В Новопавловске внезапно пришла женщина, которая не записывалась. Ей 82 года. И я не могу себе представить проблему, которую мы не обсудили. Но всё равно я ей не понравилась, потому что не сказала того, что она хотела услышать. Считаю, что это неправильно — человека обманывать, говорить, что мы постараемся решить его проблему, если я знаю, что эта норма правовая не поменяется, она логически обоснованная и действует на территории всей страны. Зачем я буду давать человеку ложную надежду? На мой взгляд, это неправильный подход к приёму граждан.
— Чиновников принято ругать. А бывают благодарности?
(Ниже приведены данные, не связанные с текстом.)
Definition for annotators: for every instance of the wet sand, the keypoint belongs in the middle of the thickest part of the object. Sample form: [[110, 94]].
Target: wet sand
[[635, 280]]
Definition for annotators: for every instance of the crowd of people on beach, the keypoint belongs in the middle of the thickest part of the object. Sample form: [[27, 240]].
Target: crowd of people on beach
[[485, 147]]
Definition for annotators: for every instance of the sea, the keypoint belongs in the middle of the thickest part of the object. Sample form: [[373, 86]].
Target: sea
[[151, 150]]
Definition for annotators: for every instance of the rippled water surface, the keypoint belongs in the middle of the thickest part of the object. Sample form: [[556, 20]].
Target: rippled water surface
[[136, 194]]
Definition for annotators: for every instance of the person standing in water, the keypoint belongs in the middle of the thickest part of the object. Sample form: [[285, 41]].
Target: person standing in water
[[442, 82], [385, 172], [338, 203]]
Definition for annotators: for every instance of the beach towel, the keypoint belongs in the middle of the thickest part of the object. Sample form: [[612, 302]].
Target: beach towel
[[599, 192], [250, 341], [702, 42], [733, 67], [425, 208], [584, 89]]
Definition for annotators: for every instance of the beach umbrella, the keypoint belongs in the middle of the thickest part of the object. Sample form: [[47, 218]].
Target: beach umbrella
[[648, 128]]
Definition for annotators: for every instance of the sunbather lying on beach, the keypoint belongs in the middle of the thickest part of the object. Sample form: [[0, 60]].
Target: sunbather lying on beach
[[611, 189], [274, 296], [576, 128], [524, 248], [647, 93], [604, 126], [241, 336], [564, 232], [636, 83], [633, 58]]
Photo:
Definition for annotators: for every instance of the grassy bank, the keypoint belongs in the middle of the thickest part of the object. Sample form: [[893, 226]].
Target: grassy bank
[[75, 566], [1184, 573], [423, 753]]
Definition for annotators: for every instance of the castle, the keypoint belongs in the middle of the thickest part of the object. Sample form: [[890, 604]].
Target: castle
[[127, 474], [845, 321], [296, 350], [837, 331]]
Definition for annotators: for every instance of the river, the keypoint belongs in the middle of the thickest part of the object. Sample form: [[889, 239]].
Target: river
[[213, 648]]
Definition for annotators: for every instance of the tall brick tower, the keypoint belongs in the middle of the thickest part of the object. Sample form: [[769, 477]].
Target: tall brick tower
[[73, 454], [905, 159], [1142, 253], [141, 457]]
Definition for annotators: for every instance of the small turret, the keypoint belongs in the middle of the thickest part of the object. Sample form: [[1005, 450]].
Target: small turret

— Очень редко, но всегда очень приятно. В адрес социальных работников, которые обслуживают на дому бабушек-дедушек, зачастую приходят письма с благодарностями. Кто-то говорит спасибо, кто-то принимает всё как должное. А есть и те, кто за месяц 13 социальных работников меняет — и всё равно недоволен.
Социальный работник невольно становится членом семьи. Ходит за продуктами, убирает, помогает готовить. Он знает твои привычки, твои пожелания, какие лекарства ты принимаешь, что тебе нужно, к какому врачу ты ходишь. Он живёт нуждами пожилого человека, которого обслуживает.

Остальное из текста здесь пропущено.